Published online Sep 14, 2021. doi: 10.3748/wjg.v27.i34.5753
Peer-review started: January 6, 2021
First decision: May 5, 2021
Revised: May 15, 2021
Accepted: July 29, 2021
Article in press: July 29, 2021
Published online: September 14, 2021
Metabolic associated fatty liver disease (MAFLD) is a new concept proposed in 2020. The clinical features of MAFLD would be different from nonalcoholic fatty liver disease.
Non-invasive fibrosis scores have been tested in subjects with nonalcoholic fatty liver disease showing great diagnostic accuracy in predicting fibrosis. But the utility of non-invasive fibrosis scores, as well as their optimal thresholds, needs re-evaluation in MAFLD.
This study aimed to evaluate the diagnostic performance of four non-invasive scores including aspartate aminotransferase to platelet ratio index (APRI), fibrosis-4 index (FIB-4), body mass index, aspartate aminotransferase/alanine aminotransferase ratio, and diabetes score (BARD), and nonalcoholic fatty liver disease fibrosis score (NFS) in patients with MAFLD.
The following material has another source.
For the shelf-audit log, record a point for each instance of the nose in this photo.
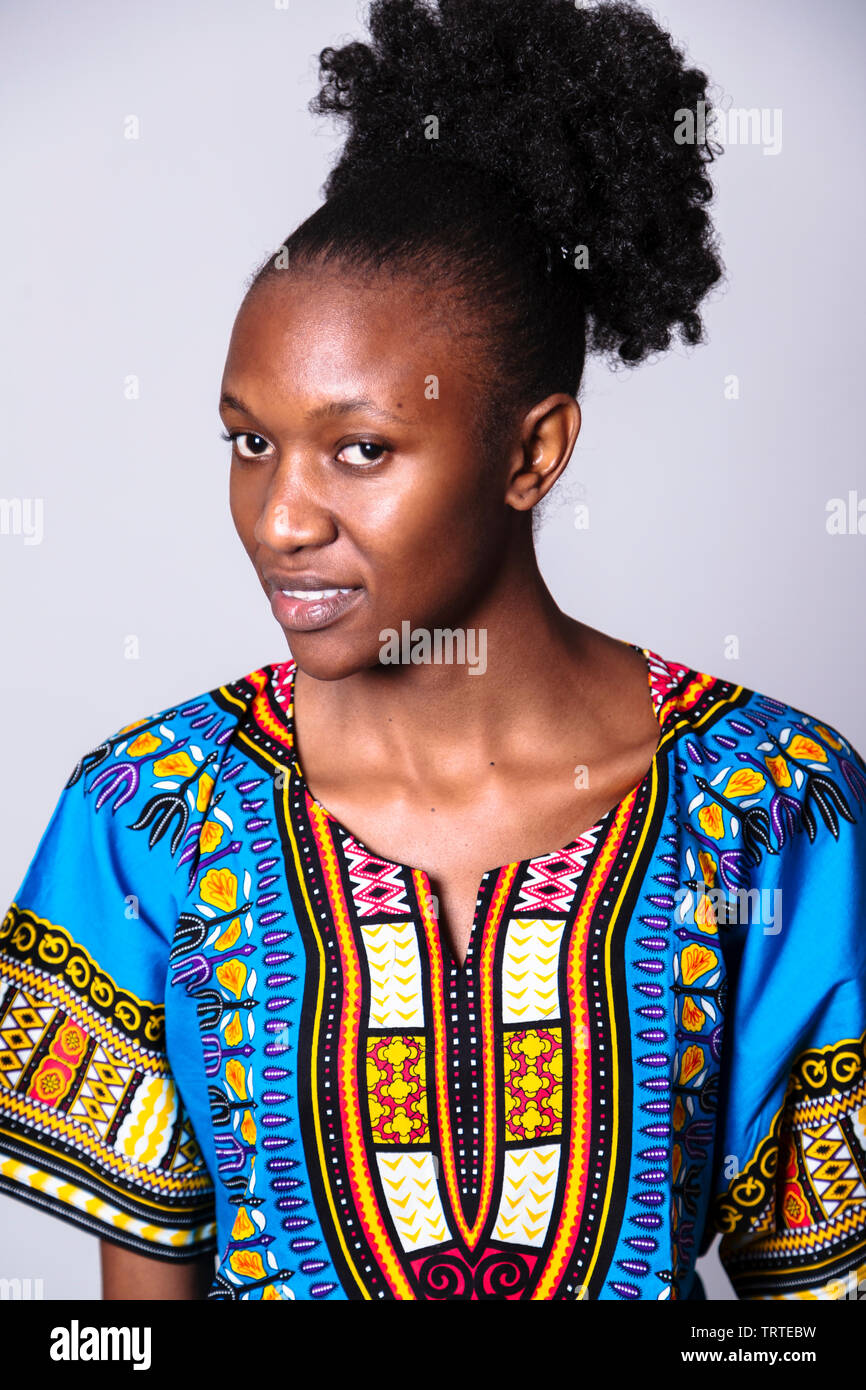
(295, 512)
Consecutive patients with histologically-confirmed MAFLD admitted to a single medical center were included. The discrimination ability of different non-invasive scores was compared.
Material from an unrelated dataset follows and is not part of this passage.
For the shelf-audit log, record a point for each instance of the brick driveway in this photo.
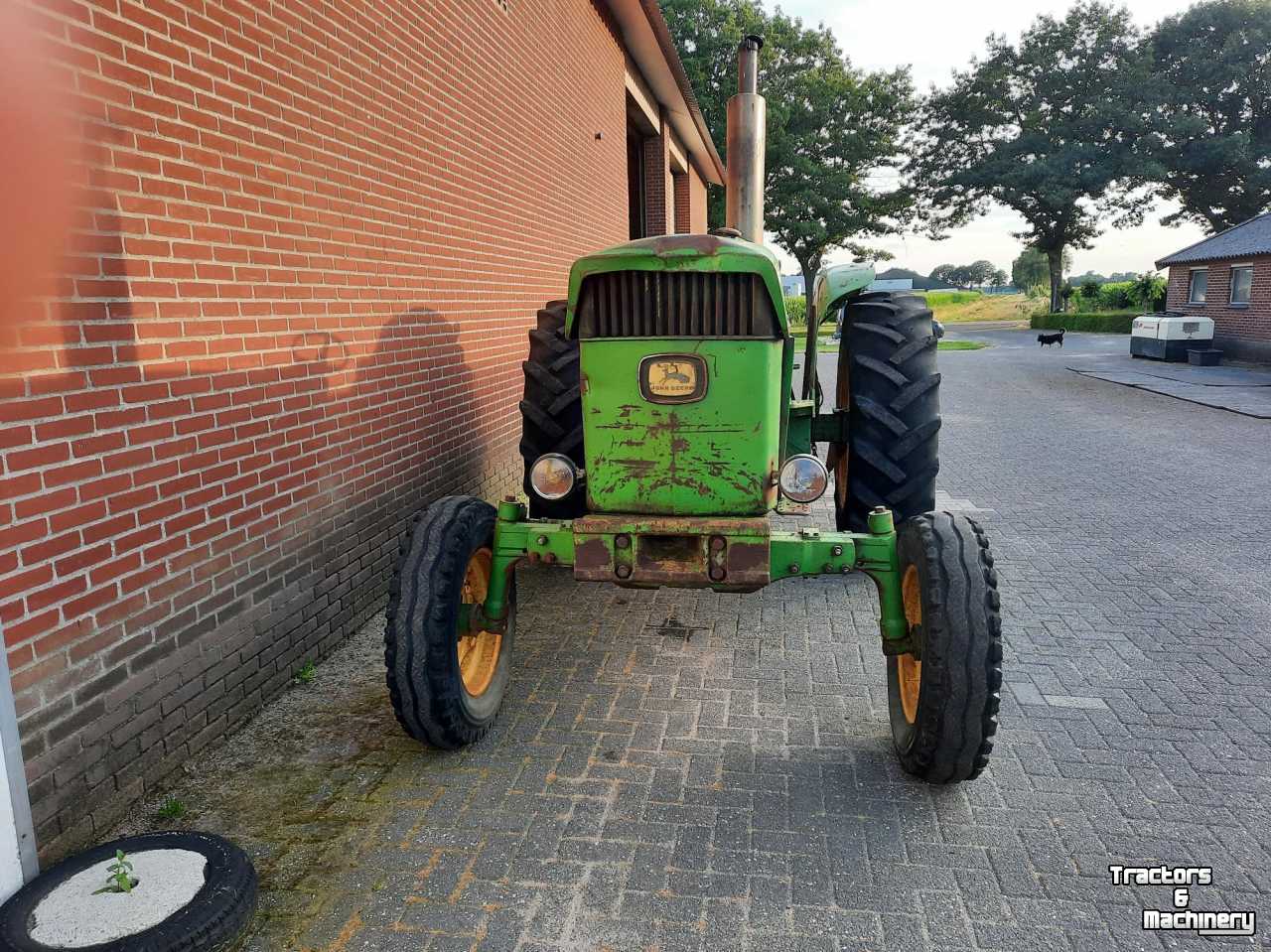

A total of 417 patients were included; 156 (37.4%) of them had advanced fibrosis. The area under receiver operating characteristic curve of FIB-4, NFS, APRI, and BARD for predicting advanced fibrosis were 0.736, 0.724, 0.671, and 0.609, respectively. The area under receiver operating characteristic curve of FIB-4 and NFS was similar (P = 0.523), while the difference between FIB-4 and APRI (P = 0.001) and FIB-4 and BARD (P < 0.001) was statistically significant. The best thresholds of FIB-4, NFS, APRI, and BARD for diagnosis of advanced fibrosis in MAFLD were 1.05, -2.1, 0.42, and 2, respectively. A subgroup analysis showed that FIB-4, APRI, and NFS performed worse in the pure MAFLD group than the HBV-MAFLD group.
APRI and BARD scores do not perform well in MAFLD. The FIB-4 and NFS could be more useful, but a new threshold is needed.
MAFLD is a new entity. The results of this study indicate the conventional scores may lead to misdiagnosis, and the development of novel scoring systems to assess fibrosis in the MAFLD population is urgently needed.